Final act and takeaway
The climax lands with high-stakes action—exploiting canal boats, a brutal confrontation with Beckett, and a stark showdown with Duke. It’s loud and cathartic, yes, but also emotionally resonant in its reckoning with legacy, loyalty, and the costs of power. The film doesn’t pretend to reinvent the wheel of wartime intrigue; instead, it leans into the strengths that have kept Peaky Blinders compelling: Murphy’s magnetic melancholy, brisk dialogue, and a morally messy world where good deeds and bad deeds often share the same stage.
Additional insights
- The Immortal Man offers a brief, pointed meditation on what fidelity to a chosen path really costs. Tommy’s decision to step back into the fray isn’t about heroism; it’s about continuity of identity in a world that will not grant him rest. That tension is what makes the film feel essential rather than merely obligatory for fans.
- The collaboration between director Tom Harper and writer Steven Knight threads a careful line: you feel like you’re watching a new myth unfold, while still recognizing the old pulse.

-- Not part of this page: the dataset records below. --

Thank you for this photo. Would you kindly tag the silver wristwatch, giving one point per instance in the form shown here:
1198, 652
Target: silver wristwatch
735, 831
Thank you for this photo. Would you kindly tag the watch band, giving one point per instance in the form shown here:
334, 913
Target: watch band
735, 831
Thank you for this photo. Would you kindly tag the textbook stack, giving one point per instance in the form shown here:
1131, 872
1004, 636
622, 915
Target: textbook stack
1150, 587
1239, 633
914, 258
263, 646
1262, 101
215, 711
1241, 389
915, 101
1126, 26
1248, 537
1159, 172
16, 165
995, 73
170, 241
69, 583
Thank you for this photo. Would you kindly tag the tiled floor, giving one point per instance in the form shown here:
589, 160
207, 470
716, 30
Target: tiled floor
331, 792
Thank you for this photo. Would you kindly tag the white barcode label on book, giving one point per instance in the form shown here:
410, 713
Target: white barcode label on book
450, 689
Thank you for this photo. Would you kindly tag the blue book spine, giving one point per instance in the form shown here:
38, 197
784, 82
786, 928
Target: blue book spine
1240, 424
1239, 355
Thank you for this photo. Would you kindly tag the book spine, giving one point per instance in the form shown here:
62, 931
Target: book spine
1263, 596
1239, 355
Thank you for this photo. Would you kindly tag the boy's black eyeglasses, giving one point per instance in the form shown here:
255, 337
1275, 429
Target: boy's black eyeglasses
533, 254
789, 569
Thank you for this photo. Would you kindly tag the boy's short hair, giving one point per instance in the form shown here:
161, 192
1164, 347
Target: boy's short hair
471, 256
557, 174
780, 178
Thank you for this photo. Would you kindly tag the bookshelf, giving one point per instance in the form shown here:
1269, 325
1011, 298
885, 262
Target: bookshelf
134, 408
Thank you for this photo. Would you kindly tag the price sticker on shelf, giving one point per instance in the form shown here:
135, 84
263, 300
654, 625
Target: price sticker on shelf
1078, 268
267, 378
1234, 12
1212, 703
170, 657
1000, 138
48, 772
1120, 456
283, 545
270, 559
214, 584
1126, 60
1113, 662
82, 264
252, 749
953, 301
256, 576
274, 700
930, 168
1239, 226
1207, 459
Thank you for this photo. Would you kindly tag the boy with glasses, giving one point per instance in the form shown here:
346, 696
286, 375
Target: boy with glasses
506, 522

That balance is hard to sustain but is achieved here through purposeful pacing, strong performances, and a soundtrack that nudges the audience toward a modern emotional center without losing the period texture.
Conclusion
Peaky Blinders: The Immortal Man is less a radical reimagining of the series and more a bold continuation that leans into war’s moral fog to reveal the enduring fragility of its antihero’s soul. Murphy carries the film with a performance that feels both lived-in and luminous, supported by a cast that understands the franchise’s rhythm. If you’ve waited years for Tommy Shelby to reappear, this film gives you a satisfying, if not definitive, sense of closure and momentum—and it does so with a soundtrack that makes the experience feel urgent, current, and unapologetically cinematic.